Hi everyone - I am making a move back to Aus. I am used to trading the US markets during the day and would prefer to keep that time range. I have not day traded the ASX before but, have heard it is quite small, not liquid etc etc to make a decent go of it - likely I have spoken to the wrong people.

I was wondering if anyone on here who actively day trades could give me an idea of what markets/products they trade during the day into early evening - if it is mostly ASX stocks or CFDs, forex etc. I have typically traded stocks, futures and occasionally options in the US. 

Thank you


----------



## The Bear (6 January 2017)

You can definitely make a decent living day trading the Asian Session....Whether that is ASX Stocks, Futures, FX Pairs or even Bonds. I know plenty of traders that just trade ASX stocks, prominently day trading but will also have other strategies which can involve holding trades for multiple days and trading the SPI if their setups present themselves.

While the liquidity of the ASX is nowhere near the US Markets and you won't get as many low float runners with as big moves there is still more than ample opportunities on the ASX....For example check out BUB this week...some nice opening drives there.

Depending on how big your account is you can trade ASX stocks to the long side using a low cost broker like Open Markets or Amscot.....However you can use CFD's to do this if your account is smaller (Though beware some of the small cap stocks will require 100% margin anyway) and you will need a CFD account to trade ASX stocks to the short side....I would only recommend a direct market access (DMA) CFD broker and would properly get two accounts with two different providers as Shorts can be hard to get sometimes....FP Markets & Invast are two examples. 

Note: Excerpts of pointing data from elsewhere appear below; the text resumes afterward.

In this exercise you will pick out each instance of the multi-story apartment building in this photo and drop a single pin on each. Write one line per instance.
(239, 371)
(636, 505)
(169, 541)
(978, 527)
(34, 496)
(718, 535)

Another difference is to get familiar with the ASX Market Microstructure...as their is no premarket as such but a Market Opening & Closing Auction....

http://www.asx.com.au/about/trading-hours.htm

You can find some other helpful post already on this forum search for a user called SKC

https://www.aussiestockforums.com/t...kets-available-in-australias-time-zone.30923/

Also there is a good interview on the Chat With Traders podcast with a ASX Trader called Bryce Edwards....

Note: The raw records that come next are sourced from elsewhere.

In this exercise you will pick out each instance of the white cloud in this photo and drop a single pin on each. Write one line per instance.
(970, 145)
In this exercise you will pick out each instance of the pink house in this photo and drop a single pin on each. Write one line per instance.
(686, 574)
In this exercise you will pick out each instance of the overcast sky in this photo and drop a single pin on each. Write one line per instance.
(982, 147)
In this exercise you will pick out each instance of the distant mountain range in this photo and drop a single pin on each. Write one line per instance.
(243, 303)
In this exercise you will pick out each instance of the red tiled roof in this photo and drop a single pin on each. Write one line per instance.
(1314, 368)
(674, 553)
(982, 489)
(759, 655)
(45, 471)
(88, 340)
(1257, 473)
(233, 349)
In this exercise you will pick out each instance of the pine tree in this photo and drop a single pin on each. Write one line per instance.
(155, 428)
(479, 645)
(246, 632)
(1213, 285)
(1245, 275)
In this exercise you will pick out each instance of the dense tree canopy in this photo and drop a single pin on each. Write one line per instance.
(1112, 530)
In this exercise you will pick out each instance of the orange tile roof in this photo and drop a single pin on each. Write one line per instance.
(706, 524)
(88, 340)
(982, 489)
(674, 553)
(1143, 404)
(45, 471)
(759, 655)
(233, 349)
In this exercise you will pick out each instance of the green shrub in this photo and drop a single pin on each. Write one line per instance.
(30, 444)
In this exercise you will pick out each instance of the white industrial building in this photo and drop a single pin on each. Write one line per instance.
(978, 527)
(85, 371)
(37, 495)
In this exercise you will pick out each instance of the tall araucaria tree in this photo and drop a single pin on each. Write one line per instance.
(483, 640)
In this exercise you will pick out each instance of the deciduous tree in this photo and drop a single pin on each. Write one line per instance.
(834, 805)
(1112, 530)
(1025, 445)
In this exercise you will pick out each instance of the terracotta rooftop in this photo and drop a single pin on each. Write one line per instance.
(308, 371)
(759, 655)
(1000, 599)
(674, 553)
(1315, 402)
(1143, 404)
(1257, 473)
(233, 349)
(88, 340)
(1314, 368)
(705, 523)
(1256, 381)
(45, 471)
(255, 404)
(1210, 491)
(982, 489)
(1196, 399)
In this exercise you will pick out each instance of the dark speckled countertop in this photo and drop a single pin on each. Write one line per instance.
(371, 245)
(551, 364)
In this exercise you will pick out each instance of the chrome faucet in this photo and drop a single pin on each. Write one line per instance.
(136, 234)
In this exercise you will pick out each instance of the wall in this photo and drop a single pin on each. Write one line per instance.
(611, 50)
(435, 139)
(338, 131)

https://chatwithtraders.com/ep-051-bryce-edwards/

Good Luck


----------



## cjsimo99 (6 January 2017)

Thank you very much for this. That is good to hear. I was figuring ASX stocks would be the best bet for day trading, though I will still look at longer term trades on the S&P. I am still looking at CFDs, hopefully the account is big enough. If so, I will likely stick with IB unless there are better recommendations....

Thank you as well for the other links.


----------



## banco (8 January 2017)

I am based in Australia and trade the first 1.5 hours of CL as I work full time during the day. It's workable if you build your sleeping pattern around it (ie sleep at 9:30, trade at 1-2:30 then back to bed). Out of interest I recorded about a month's worth of the SPI futures contract (DOM and chart). Volume is very low and I think would be very difficult to trade with more than 1-5 contracts. I've heard that the nikkei225 on the Osaka exchange is very liquid but don't have a free data feed like I do for the SPI so haven't investigated it.


----------